Wednesday, August 19

Bicycle ! Bicycle !

America is currently trying to figure out whether it can encourage car users to switch to bikes. And one of the bottlenecks apparently is that there are not enough places to park bikes. What used to be a problem for cars earlier is now a problem with bikes. In some cities, bike usage has increased by almost 150 percent but people have nowhere to park.

However several cities like Portland(US) and Amsterdam have focused on creating exclusive parking spaces for cyclists. One automated location in Tokyo has a capacity for 9000 bikes any one of which can be retrieved with 23 seconds !

Of course any city would benefit if people switch to cycles.
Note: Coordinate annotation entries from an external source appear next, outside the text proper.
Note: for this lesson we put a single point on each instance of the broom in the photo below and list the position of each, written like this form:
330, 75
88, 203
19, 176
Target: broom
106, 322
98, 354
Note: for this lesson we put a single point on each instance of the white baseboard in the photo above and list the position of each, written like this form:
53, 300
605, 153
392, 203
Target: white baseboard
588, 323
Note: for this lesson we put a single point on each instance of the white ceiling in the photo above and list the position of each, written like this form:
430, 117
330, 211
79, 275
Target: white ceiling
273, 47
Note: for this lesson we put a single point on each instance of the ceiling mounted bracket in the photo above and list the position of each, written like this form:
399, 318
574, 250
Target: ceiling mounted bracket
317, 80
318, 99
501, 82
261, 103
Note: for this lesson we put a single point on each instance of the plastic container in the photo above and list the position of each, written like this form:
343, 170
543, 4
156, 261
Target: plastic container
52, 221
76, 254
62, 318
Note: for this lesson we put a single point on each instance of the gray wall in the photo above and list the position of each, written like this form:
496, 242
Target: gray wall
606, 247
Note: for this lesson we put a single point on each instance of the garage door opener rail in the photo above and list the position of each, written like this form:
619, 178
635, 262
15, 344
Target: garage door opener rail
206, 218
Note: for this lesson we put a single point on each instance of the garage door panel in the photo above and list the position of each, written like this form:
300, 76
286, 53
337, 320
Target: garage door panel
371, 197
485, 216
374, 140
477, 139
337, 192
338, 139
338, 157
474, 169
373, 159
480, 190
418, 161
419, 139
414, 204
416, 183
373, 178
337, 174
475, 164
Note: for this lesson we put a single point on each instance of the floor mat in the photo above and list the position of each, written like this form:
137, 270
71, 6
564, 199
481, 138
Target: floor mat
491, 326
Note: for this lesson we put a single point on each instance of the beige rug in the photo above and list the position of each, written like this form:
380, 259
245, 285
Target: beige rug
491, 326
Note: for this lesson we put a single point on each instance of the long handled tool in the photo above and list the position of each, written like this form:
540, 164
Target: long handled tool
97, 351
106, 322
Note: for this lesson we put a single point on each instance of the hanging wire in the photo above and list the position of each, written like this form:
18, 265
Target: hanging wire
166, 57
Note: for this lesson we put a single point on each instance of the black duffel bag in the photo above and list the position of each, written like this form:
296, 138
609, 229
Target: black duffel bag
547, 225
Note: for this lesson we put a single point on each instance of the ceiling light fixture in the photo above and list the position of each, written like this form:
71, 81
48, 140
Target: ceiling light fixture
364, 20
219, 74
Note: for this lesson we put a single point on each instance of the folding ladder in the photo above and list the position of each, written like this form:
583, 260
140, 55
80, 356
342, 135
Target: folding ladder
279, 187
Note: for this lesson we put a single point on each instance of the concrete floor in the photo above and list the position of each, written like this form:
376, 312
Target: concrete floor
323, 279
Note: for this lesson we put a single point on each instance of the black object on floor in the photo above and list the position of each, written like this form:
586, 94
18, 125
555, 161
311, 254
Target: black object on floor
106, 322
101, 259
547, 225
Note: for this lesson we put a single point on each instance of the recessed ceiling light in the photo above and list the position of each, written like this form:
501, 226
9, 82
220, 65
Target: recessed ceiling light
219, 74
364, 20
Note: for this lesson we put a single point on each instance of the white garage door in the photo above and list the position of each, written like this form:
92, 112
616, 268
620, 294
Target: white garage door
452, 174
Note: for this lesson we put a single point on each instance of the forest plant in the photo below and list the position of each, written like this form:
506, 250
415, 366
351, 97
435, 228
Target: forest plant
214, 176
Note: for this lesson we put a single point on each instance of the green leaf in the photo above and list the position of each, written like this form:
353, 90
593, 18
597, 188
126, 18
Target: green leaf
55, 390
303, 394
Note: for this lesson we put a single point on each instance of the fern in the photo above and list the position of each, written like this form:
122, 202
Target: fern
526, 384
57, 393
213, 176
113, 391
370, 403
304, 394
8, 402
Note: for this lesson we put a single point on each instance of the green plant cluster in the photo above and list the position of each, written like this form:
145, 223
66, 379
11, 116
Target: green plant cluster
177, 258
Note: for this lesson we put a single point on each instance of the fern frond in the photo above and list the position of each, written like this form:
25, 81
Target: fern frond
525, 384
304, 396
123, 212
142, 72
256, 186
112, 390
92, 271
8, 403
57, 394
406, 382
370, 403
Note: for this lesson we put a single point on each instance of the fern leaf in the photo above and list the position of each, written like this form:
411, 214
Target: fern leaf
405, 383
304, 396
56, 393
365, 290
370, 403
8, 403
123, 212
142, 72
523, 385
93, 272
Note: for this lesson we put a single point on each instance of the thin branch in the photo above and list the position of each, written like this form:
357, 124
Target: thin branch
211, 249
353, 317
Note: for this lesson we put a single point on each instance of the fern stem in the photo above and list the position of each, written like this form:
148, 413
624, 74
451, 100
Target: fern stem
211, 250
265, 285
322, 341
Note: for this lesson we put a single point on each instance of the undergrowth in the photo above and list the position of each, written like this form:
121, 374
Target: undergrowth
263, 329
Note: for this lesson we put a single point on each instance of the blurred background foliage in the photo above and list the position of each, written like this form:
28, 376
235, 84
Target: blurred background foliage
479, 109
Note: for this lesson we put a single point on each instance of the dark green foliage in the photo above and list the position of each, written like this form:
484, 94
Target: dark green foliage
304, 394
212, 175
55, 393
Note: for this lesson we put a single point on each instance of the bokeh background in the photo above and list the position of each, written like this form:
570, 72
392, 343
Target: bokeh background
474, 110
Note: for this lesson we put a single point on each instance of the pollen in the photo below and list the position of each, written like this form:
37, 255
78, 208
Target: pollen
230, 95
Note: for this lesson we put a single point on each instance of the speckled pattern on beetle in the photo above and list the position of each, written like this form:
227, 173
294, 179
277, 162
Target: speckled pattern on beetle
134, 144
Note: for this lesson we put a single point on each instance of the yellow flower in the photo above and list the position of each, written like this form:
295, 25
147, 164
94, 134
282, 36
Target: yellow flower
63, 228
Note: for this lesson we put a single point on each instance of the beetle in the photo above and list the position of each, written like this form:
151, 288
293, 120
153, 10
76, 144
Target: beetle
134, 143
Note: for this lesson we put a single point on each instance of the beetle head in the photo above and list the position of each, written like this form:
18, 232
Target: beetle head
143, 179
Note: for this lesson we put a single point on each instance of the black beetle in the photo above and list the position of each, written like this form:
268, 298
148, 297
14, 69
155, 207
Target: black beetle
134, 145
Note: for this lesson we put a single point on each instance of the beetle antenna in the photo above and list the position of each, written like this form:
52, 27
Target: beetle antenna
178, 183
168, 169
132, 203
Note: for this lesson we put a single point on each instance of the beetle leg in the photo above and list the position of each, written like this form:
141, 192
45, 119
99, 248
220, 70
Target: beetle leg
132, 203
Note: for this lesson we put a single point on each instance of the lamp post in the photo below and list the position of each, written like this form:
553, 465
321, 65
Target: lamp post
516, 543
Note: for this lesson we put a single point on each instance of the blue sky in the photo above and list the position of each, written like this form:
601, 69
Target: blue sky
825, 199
Cycles take lesser space on roads and parking areas . So how is Delhi matching up with other cities of the world?

One can see a lot of cyclists in Delhi and many of them tend to park their cycles inside their office compounds. These are not new spaces but mostly extensions of older parking areas which are now overflowing. As a result many people now tend to or in front of the offices/shops they are working in.

But a bigger problem is that unlike most countries in Europe there are no dedicated lanes for cyclists and often they are treated on par with pedestrians. The only time you can see cycles dominating the road is during the rush hour at ITO. When the light changes to green they rush out like they are in some race. Otherwise, car and bus drivers tend to push them out even on the slow lanes. On roads where there is faster traffic flow there is no way a cyclist can enjoy a ride.

Partly this is because we often see cycles as something associated with adolescence. Its only those who cannot afford public transport and/or have to carry their tools with them use cycles as adults. Shifting to cycles only makes sense if roads are safer and you are closer to work. In fact today in Delhi car owners complain about driving long distances and may look for houses closer to work. But cyclists often do not have that choice.